We need quick agreements to mitigate the damage that UK exit will have on the European academy, argues Bernd Huber

七月 7, 2016
Cracked road damaged by earthquake
Source: iStock

The decision of the UK to leave the European Union affects Europe in many different areas, ranging from foreign policy to trade relations and economic growth. Brexit will also have a huge impact on the higher education and research landscape. It will be bad news for students and researchers alike.

League tables such as Times Higher Education’s World University Rankings suggest one immediate effect. While there are seven universities from the UK among the 30 best universities worldwide, there are only three from the Continent. This reflects the exceptional strength of the UK higher education system and the significant contribution of UK institutions to the overall performance of the EU in this area. Without the UK, the EU will suffer a significant decline in its position in higher education.

Unlike other markets, research is driven by a combination of cooperation and competition. Europe is one of three dominant global regions in research and higher education. The strongest is certainly the US, with its Ivy League and other highly successful and wealthy universities. And Asia is rapidly becoming more and more competitive. We must now fear that Brexit will endanger not only the UK’s global competitiveness in research but also that of Europe as a whole.

Brexit will put up unnecessary hurdles. In particular, as long as the details of the future relations between the UK and the EU are unclear, extreme uncertainties will abound. Excellent researchers from around the world are used to moving without impediment to the institutions with the very best environment for their scientific work at every point of their career. It is to be feared that they will now look for new perspectives outside Europe. It is up to us to prevent this, and to prove that they can still find attractive conditions here.

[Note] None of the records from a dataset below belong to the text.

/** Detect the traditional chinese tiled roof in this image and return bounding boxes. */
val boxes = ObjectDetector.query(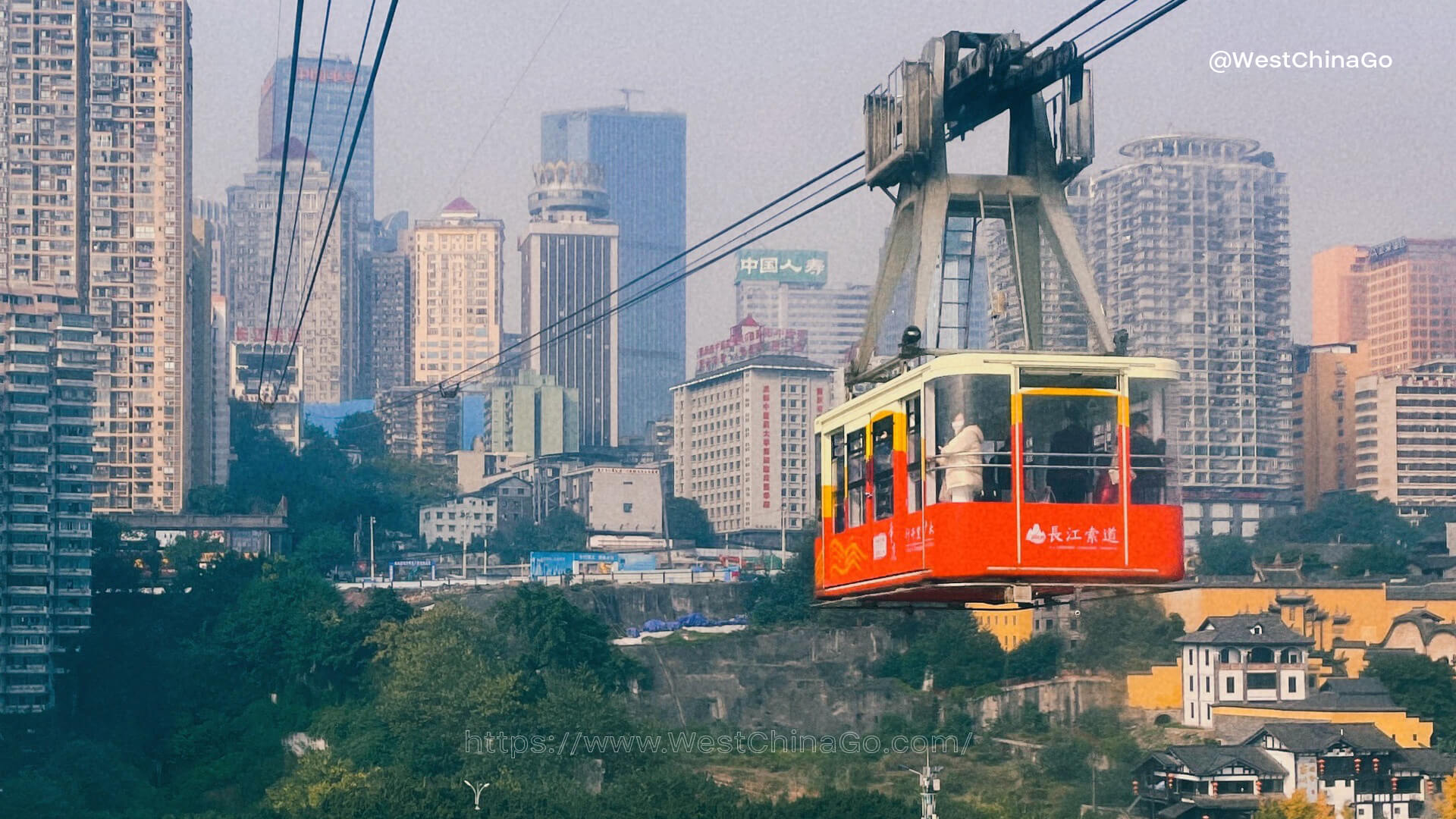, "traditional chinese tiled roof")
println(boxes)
[1178,613,1315,645]
[1153,745,1288,777]
[440,196,481,214]
[1245,721,1401,754]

Brexit may also affect the mobility of students and academics within Europe. Programmes such as Erasmus may become significantly less attractive if the freedom of movement between the UK and the remainder of the EU is restricted. Similarly, it will become more difficult and less attractive for researchers to move from, say, a German university to a higher education institution in the UK.

It is also hard to imagine how EU research programmes such as Horizon 2020 can successfully evolve in the future. Brexit will deal a serious blow to the European Research Council. Can we really imagine how the competition for ERC grants will be affected if researchers from the UK are no longer allowed to participate? How will this affect the reputation of the grants?

On the other hand, universities and researchers in the UK (which is a net beneficiary in terms of research grants) will suffer significantly from the decline in grant income from the EU. This will have massive short-term repercussions on research activities in the UK and will also have a negative impact in the long run, even if the decline in EU funding is fully compensated by new national measures. This is because the quality of UK research also benefits from the competitive mechanism of the ERC.

In terms of research activities, Brexit creates what you might call a lose-lose situation. Both the UK and the remainder of the EU will suffer a serious setback. Another sad aspect of Brexit is that the voice of the UK in the EU higher education debate will be lost. The UK, with its many world-class universities and its extraordinary academic performance, has always made a strong stance in favour of high-quality research and competition when criteria for research funding were negotiated. This voice will no longer be heard.

All this makes clear that, from the perspective of the higher education sector, we urgently need to reach an agreement between the UK and the EU that ensures that the huge disadvantages and the massive losses in academic quality and output can be somehow avoided. Otherwise, Brexit will be not only a sad event but also an extremely painful one, for higher education in the UK and throughout the rest of Europe.

Bernd Huber is president of LMU Munich and is a former chair of the League of European Research Universities.